Inflammasome Proteins in Serum and Serum-Derived Extracellular Vesicles as Biomarkers of Stroke.

Abstract

The inflammasome is a key contributor to the inflammatory innate immune response after stroke. We have previously shown that inflammasome proteins are released in extracellular vesicles (EV) after brain and spinal cord injury. In addition, we have shown that inflammasome proteins offer great promise as biomarkers of central nervous system (CNS) injury following brain trauma.

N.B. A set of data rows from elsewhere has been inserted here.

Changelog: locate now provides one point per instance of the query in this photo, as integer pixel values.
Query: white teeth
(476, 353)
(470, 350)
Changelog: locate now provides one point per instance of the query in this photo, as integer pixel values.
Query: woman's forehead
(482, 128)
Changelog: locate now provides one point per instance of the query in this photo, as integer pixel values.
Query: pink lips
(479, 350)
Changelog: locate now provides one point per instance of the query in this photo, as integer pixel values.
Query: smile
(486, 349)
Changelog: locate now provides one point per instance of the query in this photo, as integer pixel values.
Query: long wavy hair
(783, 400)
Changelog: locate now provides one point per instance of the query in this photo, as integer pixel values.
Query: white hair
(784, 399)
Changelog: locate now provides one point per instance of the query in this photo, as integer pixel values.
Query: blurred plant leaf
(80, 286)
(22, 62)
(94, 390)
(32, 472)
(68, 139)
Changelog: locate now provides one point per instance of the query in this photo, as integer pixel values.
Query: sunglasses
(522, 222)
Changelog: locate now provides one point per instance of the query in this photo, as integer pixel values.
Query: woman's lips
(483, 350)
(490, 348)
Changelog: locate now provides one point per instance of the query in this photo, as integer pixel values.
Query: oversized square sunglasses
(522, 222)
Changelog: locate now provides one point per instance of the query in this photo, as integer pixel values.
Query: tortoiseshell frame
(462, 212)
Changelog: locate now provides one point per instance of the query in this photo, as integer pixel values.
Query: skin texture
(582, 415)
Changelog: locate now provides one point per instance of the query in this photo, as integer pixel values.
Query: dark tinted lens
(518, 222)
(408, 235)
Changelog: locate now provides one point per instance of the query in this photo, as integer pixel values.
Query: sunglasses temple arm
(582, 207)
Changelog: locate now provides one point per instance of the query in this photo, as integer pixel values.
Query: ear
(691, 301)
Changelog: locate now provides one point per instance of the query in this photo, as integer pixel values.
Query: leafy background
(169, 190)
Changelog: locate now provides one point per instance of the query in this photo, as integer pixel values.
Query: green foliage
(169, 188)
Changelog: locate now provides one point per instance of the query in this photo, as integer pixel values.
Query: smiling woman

In the present study, we used a Simple Plex Assay (Protein Simple), a novel multi-analyte automated microfluidic immunoassay platform, to analyze serum and serum-derived EV samples from stroke patients and control subjects for inflammasome protein levels of caspase-1, apoptosis-associated speck-like protein containing a caspase-recruitment domain (ASC), Interleukins (IL)-1β, and (IL)-18. Receiver operator characteristic (ROC) curves with associated confidence intervals obtained from the analysis of serum samples revealed that the area under the curve (AUC) for ASC was 0.99 with a confidence interval between 0.9914 and 1.004, whereas the AUC for caspase-1, IL-1β, and IL-18 were 0.75, 0.61, and 0.67, respectively. Thus, these data indicate that ASC is a potential biomarker of stroke and highlight the role of the inflammasome in the inflammatory response after brain ischemia.